For hundreds of Maltese runners, the Malta Marathon has now become an annual appointment with a sport they love. For most of them, it has also been the inspiration to pick up the running shoes and go out running.

Only one man, however, can claim to have been there from the start... Charles Darmanin.

As a record entry lines up at the Rabat starting point on Sunday, Darmanin will be there for the 27th time and if he crosses the finishing line in Sliema he will become the only one to have successfully completed all editions of the Malta Marathon so far.

Others were there with him 27 years ago and have continued running but he is the only one still doing the full marathon.

The longest-serving active runner at St Patrick’s Athletics Club, Darmanin’s first race for the Saints was way back in 1964 as a nine-year-old.

Some feat, considering that the club itself – the oldest in Malta – will be celebrating its 50th anni-versary from its foundation by Fr Michael O’Meara in 1962.

Darmanin remembers the first editions of the Malta marathon quite well.

At the time, running such long distances was a novelty here and it was not easy to prepare ade-quately.

“I was in London a few weeks before and got a pair of Dunlop branded shoes for that first marathon in 1986,” he recalls.

“I thought ‘if the name was a good brand for tyres then it must be good for running as well’. I was utterly wrong... my feet ached for weeks after that marathon.”

In 1990, Darmanin took part in the first Malta International Challenge Marathon, another event that he has completed every year since, and a year later he and his wife Antoinette became the first Maltese couple to complete the marathon in Malta.
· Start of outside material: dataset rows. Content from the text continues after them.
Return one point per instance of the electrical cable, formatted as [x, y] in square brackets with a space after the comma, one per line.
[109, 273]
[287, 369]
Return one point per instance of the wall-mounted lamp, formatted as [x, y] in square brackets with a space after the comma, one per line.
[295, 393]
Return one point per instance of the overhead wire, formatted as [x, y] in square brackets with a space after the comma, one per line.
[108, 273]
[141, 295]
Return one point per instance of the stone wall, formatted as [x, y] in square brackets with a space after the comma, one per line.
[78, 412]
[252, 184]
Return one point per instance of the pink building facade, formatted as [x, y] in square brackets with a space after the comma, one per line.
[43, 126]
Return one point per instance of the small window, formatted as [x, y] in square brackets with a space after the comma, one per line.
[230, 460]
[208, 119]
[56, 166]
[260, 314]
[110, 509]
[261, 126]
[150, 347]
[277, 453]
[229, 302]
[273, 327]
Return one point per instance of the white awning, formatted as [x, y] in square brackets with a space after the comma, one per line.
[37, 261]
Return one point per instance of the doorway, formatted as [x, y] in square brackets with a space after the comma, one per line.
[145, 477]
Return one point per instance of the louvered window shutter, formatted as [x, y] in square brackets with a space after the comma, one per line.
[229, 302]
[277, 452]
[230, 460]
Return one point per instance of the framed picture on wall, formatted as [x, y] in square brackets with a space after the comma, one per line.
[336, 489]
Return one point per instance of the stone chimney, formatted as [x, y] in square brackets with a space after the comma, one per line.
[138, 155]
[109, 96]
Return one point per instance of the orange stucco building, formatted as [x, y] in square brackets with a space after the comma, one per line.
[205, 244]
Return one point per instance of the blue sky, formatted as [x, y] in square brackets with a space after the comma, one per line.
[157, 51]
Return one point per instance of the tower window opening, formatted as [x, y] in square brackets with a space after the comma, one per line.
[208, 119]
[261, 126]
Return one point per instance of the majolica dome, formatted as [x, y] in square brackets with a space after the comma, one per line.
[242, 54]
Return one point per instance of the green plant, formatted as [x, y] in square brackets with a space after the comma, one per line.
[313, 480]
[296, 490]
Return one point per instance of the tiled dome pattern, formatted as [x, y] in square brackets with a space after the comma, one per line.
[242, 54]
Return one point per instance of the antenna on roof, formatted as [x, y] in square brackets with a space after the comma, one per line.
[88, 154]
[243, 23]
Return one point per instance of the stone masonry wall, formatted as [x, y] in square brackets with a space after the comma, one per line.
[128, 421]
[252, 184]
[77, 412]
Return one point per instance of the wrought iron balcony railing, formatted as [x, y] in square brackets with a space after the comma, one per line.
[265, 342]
After seven self-coached marathons, Darmanin clocked his best time of 2hrs 58mins and the following year he improved to 2hrs 56mins.

Then, at the age of 40 in 1995, he did his best time ever over the 42km distance – 2hrs 51mins.

That year he also became a qualified coach and started mentoring some runners over long distances.

He now had to sacrifice personal ambitions to run with and encourage athletes he was coaching.

“Seeing them all at the finish ranks among the best experiences I’ve ever had in the race,” he said.

“On the other hand, my worst time in the marathon was three years ago when a knee injury almost stopped me from reaching the finish line. But marathon racing is no easy task. Of course, if it wasn’t hard everyone would do it!

“You need inspiration and a phrase I read once made a lasting impression on me. It goes ‘when you’re feeling anxious on that starting line, thinking with doubts in your mind about seeing the finish line, just keep in mind the nine in 10 people who never run at all, the nine in 10 runners who never enter races, and the nine in 10 racers who never enter marathons’.

“This phrase I repeat to my athletes and I also add a quote by the late Dr George Sheehan... ‘winning is never having to say I quit’.”

Nowhere is that truer than in running a marathon, where you win simply by not giving up on yourself, Darmanin adds. As someone who has been there every year, he’s the living example of that philosophy.